Carolina Dogs, The American Dingos
This perfectly charming book is heartfelt testimony to the timeless phrase-"a dog is a man's best friend." The moment Jane Rittenhouse Gunnell set eyes on fourteen, feral, reclusive "Carolina Dogs" (also called American Dingoes) her life changed dramatically-and so too, did the lives of this ancient, rapidly vanishing species of the canine family. Her remarkable odyssey is related in such a down-to-earth way that one is swept along with her on a journey of self discovery, surprise, laughter and tears.
The book is not a literary marvel but rather a heartwarming study that leaves the reader with a true appreciation of Gunnell's relentless and wholly passionate dedication to saving this ancient breed from extinction. She forgets to identify some of the people involved in her story-who are mostly her own family-however, it is a minor detail, for as one is drawn into her remarkable story, her genuine love for these creatures is as engaging as the story itself.
One day, while she was visiting the Topper Dig on the Savannah River, two clay pots were carefully opened and much to everyone's surprise they contained the bones of primitive dogs-ancestors of the feral Carolina Dogs of today. "Here were the remnants, and perhaps even the spirit of two ancient dogs-whose people had loved them enough to bury them as if they were children." Gunnell wrote. Then she added, "I looked across the river at the sunset. The same river and the same setting sun those ancient people had seen thousands of years ago when they buried their dogs. I had to be there-to see and feel and touch-to reach back in time…"
There is no doubt of Gunnell's passionate resolve to find legitimacy for this lost canine species. And if the reader is as impressed as I was, after the last page is turned he/she will go immediately and put their arms around their own canine species and hold them close with a whole new understanding and appreciation.
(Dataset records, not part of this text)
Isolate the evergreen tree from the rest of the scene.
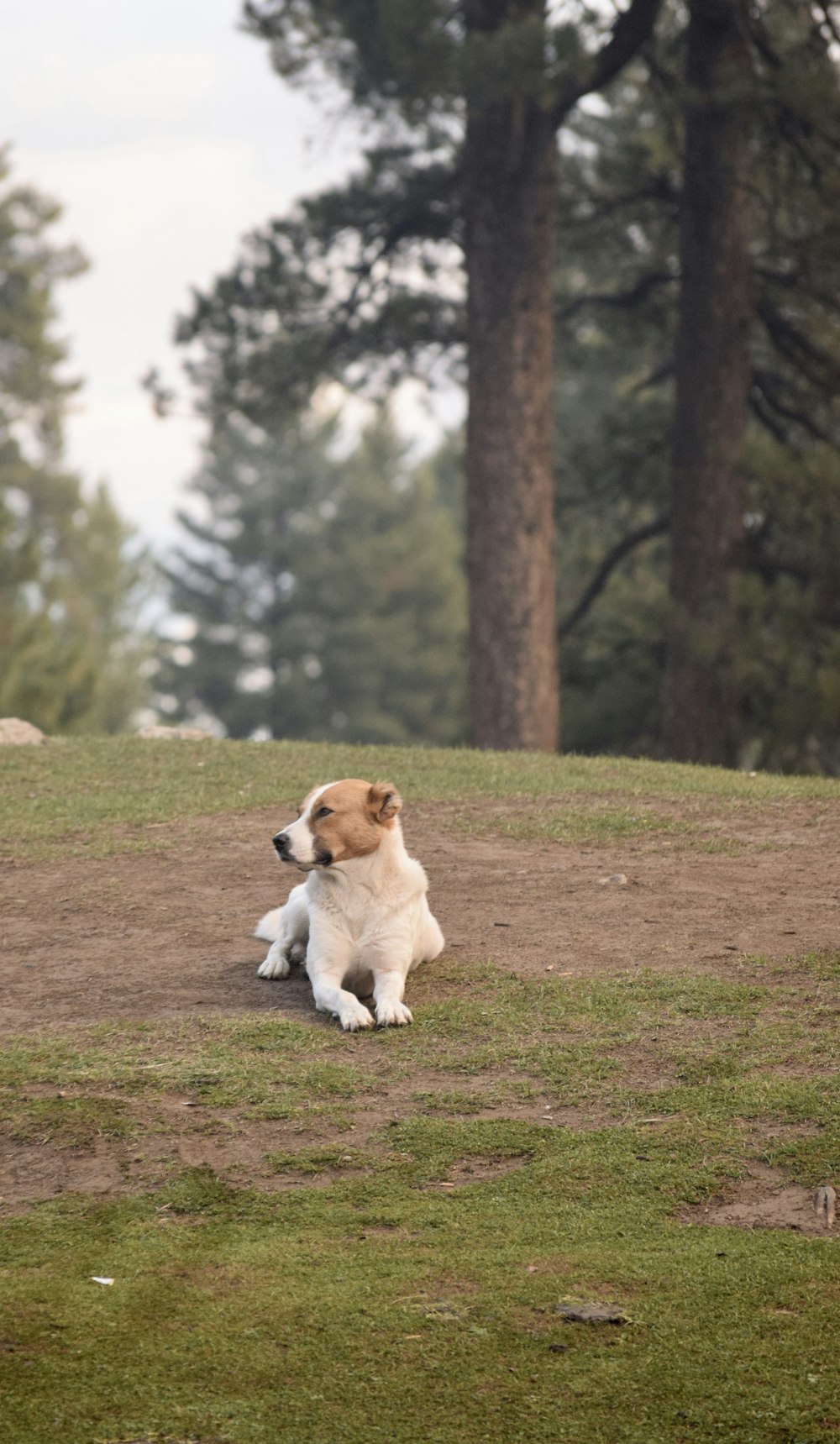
[160,413,465,743]
[176,0,661,749]
[0,151,147,733]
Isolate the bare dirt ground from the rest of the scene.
[0,803,840,1034]
[0,800,840,1227]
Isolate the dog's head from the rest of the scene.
[273,777,402,872]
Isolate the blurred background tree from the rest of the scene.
[557,0,840,771]
[165,0,840,767]
[164,412,466,745]
[0,151,150,733]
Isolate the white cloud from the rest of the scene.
[0,0,355,551]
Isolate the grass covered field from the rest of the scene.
[0,739,840,1444]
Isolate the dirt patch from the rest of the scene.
[0,800,840,1032]
[681,1164,840,1239]
[0,799,840,1212]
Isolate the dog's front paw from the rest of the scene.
[257,943,290,978]
[376,1000,412,1028]
[339,1002,374,1032]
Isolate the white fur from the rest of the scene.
[255,814,443,1032]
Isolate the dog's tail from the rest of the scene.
[254,907,283,943]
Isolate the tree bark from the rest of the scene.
[663,0,753,764]
[464,0,560,751]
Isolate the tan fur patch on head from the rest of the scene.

The book would make an excellent Christmas gift for both children and adults. It is a short, two-hour read for the average reader, in large print with lots of colored photographs. Furthermore, Gunnell's odyssey is an important history lesson. Who knew that the brown/gold dog with large eyes, black noses, fox-like faces and fish-hook tail one sometimes views hiding out in old barns and under decrepit porches are actually remnants of the first dogs that crossed the Bering Land Mass with Paleolithic Man thousands of years ago!